With Mars and Europa out of reach, many scientists have turned to studying some of the Arctic and Antarctic microbes that have adapted to similarly harsh conditions on Earth.
One recent study has traced the evolutionary branches of Arctic bacterial resistance to toxic mercury — an adaptation that appears to have an ancient lineage. The results of a previous expedition to the Arctic found that up to 31 percent of bacteria retrieved from various locations and grown in lab cultures contain the mercuric reductase gene(merA), a genetic sequence that encodes an enzyme that is capable of breaking down toxic mercury into a more harmless chemical form. That’s a crucial survival trait, as growing mercury emissions from human sources add to natural sources to dump more than 300 tons of the toxic contaminant in the Arctic every year. The latest research finds evidence of merA having both recent and ancient evolutionary lineages among the samples of Arctic bacteria.
“This suggests that merA has been present in the High Arctic for an extended time period, and that mercury contamination of the Arctic is not a new phenomenon,” said Niels Kroer, a microbiologist and head of the Department of Environmental Science at Aarhus University in Denmark. “In other words, transport of mercury to the high Arctic by the atmosphere is a natural process predating the Industrial Revolution.”
The merA resistance works by reducing the Hg(II) form of mercury to Hg(0). The latter represents an elemental form of mercury that can evaporate into the atmosphere and lead to detoxification of the bacteria’s immediate environment. Chemical reduction through exposure to sunlight does most of the mercury removal work in snow, but Kroer’s team of Danish and U.S. researchers previously estimated that the mercury-resistant bacteria help remove between 2 and 10 percent of the mercury in Arctic snow. Their recent work, detailed in the journal FEMS Microbiology Ecology, looked more closely at the diversity of merA genes among mercury-resistant bacteria in the Arctic.
The researchers may not have had to travel to Mars, but they still faced a tough journey to the sampling site at Station Nord, located about 575 miles south of the North Pole in Greenland. Kroer’s first attempt to fly to the site aboard a C-130 Hercules military aircraft of the Danish Air Force in early April failed when bad weather prevented it from landing. A second successful attempt in May coincided with good weather — sunshine 24 hours a day and a brisk temperature of -25 degrees Celsius — that allowed the researchers to gather samples from high Arctic snow, freshwater and sea-ice brine.
Genetic testing found seven different varieties of merA genes among the 71 mercury-resistant bacterial samples, including three new varieties of previously undiscovered merA genes. But the biggest surprise of the study came from finding merA genes among just 5 of the 18 bacteria samples that showed they could reduce Hg(II) to Hg(0). The finding suggests there are likely many more undiscovered merA genes in the Arctic beyond the three newly identified varieties.
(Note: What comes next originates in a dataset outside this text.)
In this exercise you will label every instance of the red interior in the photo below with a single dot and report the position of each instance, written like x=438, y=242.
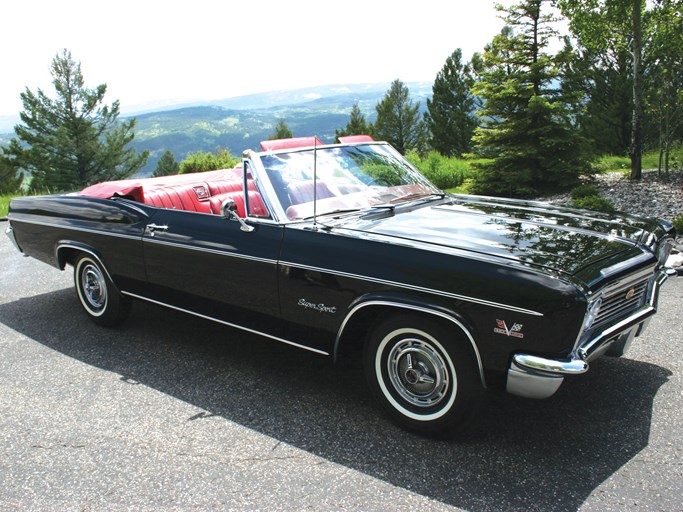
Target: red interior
x=202, y=192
The discovery of the same merA gene variants among many different taxonomic subgroups of bacteria indicates that many Arctic microbes gained their mercury resistance through horizontal transfer — the swapping of DNA molecules, called plasmids, which can self-replicate independently of the main chromosomes. Known merA varieties can be found around the world at locations as diverse as sugar beet leaves in the UK, to 120,000-year-old Siberian permafrost samples, and within a mercury mine in Central Asia.
The spread of merA genes among Arctic bacteria likely reflects a combination of such horizontal transfers, local selective pressure, and certain common DNA sequences that have been conserved across species despite millions of years of evolution, Kroer said. A whole-genome sequencing test of the bacterium Flavobacterium SOK62 also revealed the presence of an arsR regulator gene often associated with more ancient mercury-resistant lineages.
Kroer’s group also found a wide range of mercury resistance within different Arctic sub-environments. Less than 2 percent of the sample bacteria from an ice-covered freshwater lake and sea-ice brine demonstrated mercury resistance. By comparison, almost one-third of the snow bacteria samples were resistant to mercury.
The latest study is just a small step toward building a more comprehensive picture of the distribution of merA genes among Arctic microbes. Kroer anticipates more studies would need to be done at a variety of other locations, as well as more whole-genome sequencing tests that could help identify more mystery merA varieties among Arctic microbes. That knowledge could also help researchers better understand the processes leading to the buildup of mercury in life forms such as seals and polar bears.
In a broader sense, understanding the evolutionary lineage of genes that help organisms adapt to harsh environments has bigger-picture implications for understanding life’s survival in the broader universe. It’s no accident that Kroer’s recent research on Arctic microbes was partly funded by the NASA Exobiology and Evolutionary Biology Program.
“Various physiological adaptations, such as increased membrane fluidity, synthesis of cold- adapted enzymes and production of cold shock and antifreeze proteins enable bacteria to survive under cold conditions, and bacterial activity has been detected at sub-zero temperatures in sea ice and snow,” Kroer said. “The same mechanism may also be important for extraterrestrial life.”